Another advantage of the design according to the invention is in that even without any difficulties with (inside smooth or grooved) smoothing or crepe cylinders applicable is in which at least one condensate suction pipe in a Parallel condensate collecting tube extends into the cylinder axis.  

The steam blow duct according to the invention, designed as an annular duct device can advantageously be combined with a (inside the condensate suction pipe or the suction mouthpiece) Device for generating a swirl in the condensate flows mung (according to DE 38 01 815 = US 49 24 603).

Exemplary embodiments of the invention are described below the drawing.

Fig. 1 shows a smoothing or creping cylinder (also called the Yankee cylinder) in longitudinal section.

FIG. 2 shows an enlarged section from FIG. 1.

Fig. 3 shows a section through a Kondensatsaugrohr of a normal drying cylinder.

FIG. 4 shows a cross section along line IV-IV of FIG. 3.

In Fig. 1 it can be seen a cylinder barrel 1, which is supported by means of two cover 2 by a hollow shaft 3. Near the inner wall of the cylinder jacket 1 , two condensate manifolds 4 extend parallel to the cylinder axis of rotation and in wesent union over the entire length of the cylinder jacket 1 . Each of the condensate collecting pipes 4 is connected via a radial condensate suction pipe 7 to an emptying line 8 arranged coaxially to the hollow shaft 3 .

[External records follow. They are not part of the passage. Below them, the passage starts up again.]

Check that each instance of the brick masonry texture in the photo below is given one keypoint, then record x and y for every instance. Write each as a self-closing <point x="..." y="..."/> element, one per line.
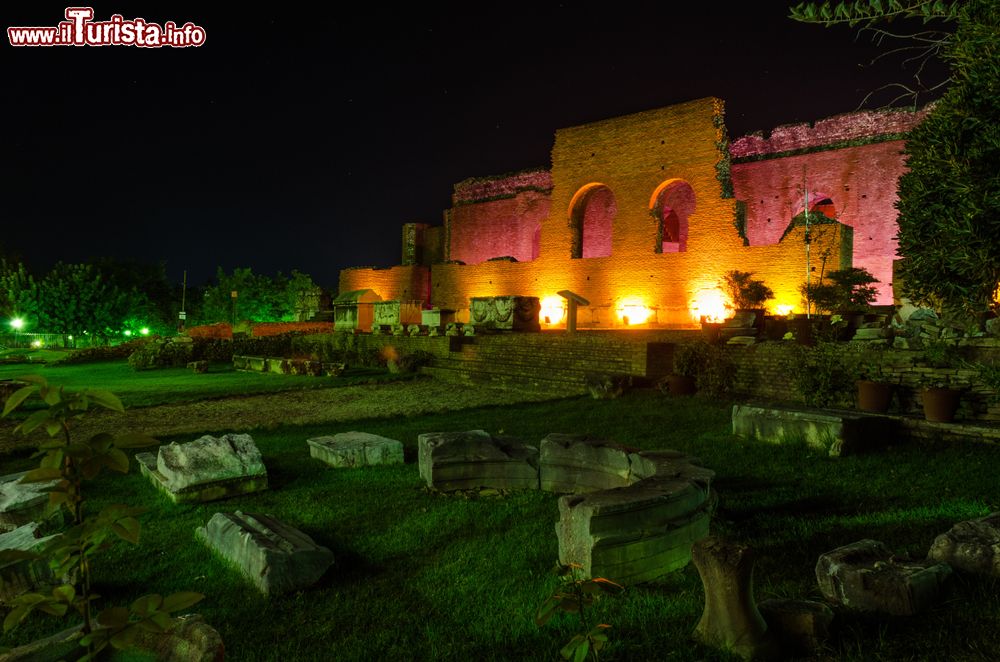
<point x="633" y="157"/>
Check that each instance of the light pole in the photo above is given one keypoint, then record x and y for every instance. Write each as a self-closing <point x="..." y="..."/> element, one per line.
<point x="17" y="324"/>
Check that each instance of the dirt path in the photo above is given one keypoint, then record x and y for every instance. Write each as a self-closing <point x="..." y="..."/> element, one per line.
<point x="295" y="408"/>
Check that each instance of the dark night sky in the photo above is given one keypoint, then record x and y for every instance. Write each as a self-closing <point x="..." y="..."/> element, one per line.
<point x="293" y="140"/>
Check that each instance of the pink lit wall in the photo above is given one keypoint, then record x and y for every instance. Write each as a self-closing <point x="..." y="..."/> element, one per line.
<point x="598" y="219"/>
<point x="510" y="226"/>
<point x="859" y="180"/>
<point x="499" y="216"/>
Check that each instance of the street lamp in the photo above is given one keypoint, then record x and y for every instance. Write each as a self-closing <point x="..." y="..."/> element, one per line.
<point x="17" y="324"/>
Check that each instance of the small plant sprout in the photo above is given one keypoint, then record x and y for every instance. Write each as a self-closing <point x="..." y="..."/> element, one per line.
<point x="577" y="596"/>
<point x="70" y="463"/>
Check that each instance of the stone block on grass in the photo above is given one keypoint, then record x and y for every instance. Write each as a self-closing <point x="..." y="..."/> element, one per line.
<point x="800" y="626"/>
<point x="972" y="546"/>
<point x="865" y="576"/>
<point x="275" y="557"/>
<point x="206" y="469"/>
<point x="633" y="534"/>
<point x="21" y="503"/>
<point x="473" y="459"/>
<point x="356" y="449"/>
<point x="575" y="463"/>
<point x="23" y="575"/>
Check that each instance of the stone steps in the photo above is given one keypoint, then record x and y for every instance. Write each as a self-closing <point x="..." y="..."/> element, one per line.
<point x="462" y="374"/>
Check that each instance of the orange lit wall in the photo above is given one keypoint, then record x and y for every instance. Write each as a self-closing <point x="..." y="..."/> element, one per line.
<point x="635" y="157"/>
<point x="403" y="283"/>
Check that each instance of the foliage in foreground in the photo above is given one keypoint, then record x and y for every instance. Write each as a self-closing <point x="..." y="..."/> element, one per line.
<point x="459" y="577"/>
<point x="577" y="595"/>
<point x="70" y="553"/>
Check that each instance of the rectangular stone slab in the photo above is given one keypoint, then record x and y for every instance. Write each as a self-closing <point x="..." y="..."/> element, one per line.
<point x="474" y="459"/>
<point x="203" y="492"/>
<point x="864" y="576"/>
<point x="209" y="459"/>
<point x="356" y="449"/>
<point x="634" y="534"/>
<point x="836" y="432"/>
<point x="25" y="575"/>
<point x="572" y="463"/>
<point x="21" y="503"/>
<point x="274" y="556"/>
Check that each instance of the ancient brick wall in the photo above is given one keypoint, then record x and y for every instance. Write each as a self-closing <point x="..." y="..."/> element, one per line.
<point x="768" y="370"/>
<point x="497" y="228"/>
<point x="405" y="283"/>
<point x="854" y="160"/>
<point x="635" y="159"/>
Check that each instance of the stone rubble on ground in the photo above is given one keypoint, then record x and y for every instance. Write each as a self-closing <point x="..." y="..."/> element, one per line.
<point x="21" y="503"/>
<point x="972" y="546"/>
<point x="864" y="576"/>
<point x="207" y="468"/>
<point x="274" y="556"/>
<point x="356" y="449"/>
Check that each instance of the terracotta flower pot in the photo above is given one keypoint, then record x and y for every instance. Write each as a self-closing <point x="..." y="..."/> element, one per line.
<point x="681" y="385"/>
<point x="940" y="404"/>
<point x="874" y="396"/>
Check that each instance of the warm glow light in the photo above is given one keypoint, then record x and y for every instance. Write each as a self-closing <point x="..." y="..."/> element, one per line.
<point x="553" y="310"/>
<point x="710" y="305"/>
<point x="633" y="310"/>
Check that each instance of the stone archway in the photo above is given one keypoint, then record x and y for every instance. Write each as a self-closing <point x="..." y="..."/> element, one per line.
<point x="591" y="216"/>
<point x="671" y="204"/>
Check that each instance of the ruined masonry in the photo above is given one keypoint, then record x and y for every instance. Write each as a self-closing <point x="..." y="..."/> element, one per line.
<point x="629" y="516"/>
<point x="356" y="449"/>
<point x="206" y="469"/>
<point x="275" y="557"/>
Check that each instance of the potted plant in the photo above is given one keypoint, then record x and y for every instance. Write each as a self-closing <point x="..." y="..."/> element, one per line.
<point x="874" y="392"/>
<point x="689" y="360"/>
<point x="745" y="292"/>
<point x="940" y="397"/>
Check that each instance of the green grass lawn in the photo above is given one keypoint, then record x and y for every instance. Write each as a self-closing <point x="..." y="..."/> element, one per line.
<point x="430" y="576"/>
<point x="172" y="385"/>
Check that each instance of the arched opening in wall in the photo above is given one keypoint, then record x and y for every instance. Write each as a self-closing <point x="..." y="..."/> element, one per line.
<point x="591" y="218"/>
<point x="671" y="204"/>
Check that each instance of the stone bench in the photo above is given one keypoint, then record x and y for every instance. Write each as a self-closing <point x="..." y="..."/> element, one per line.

As can be seen from Fig. 2, the inside of the cylinder 1 is provided with numerous circumferential grooves 5 . In this To catch grooves 5 protrude siphon tubes 6 , which open into the interior of the condensate collecting tube 4 . As a result, the condensate accumulating in the grooves 5 passes through the siphon tubes 6 into the condensate collecting tube 4 and from there via the condensate suction tube 7 into the emptying tube 8 . This condensate transport is primarily caused by the fact that a part of the steam (mainly used to supply heat to the cylinder jacket) is discharged together with the condensate to the outside in the way just described.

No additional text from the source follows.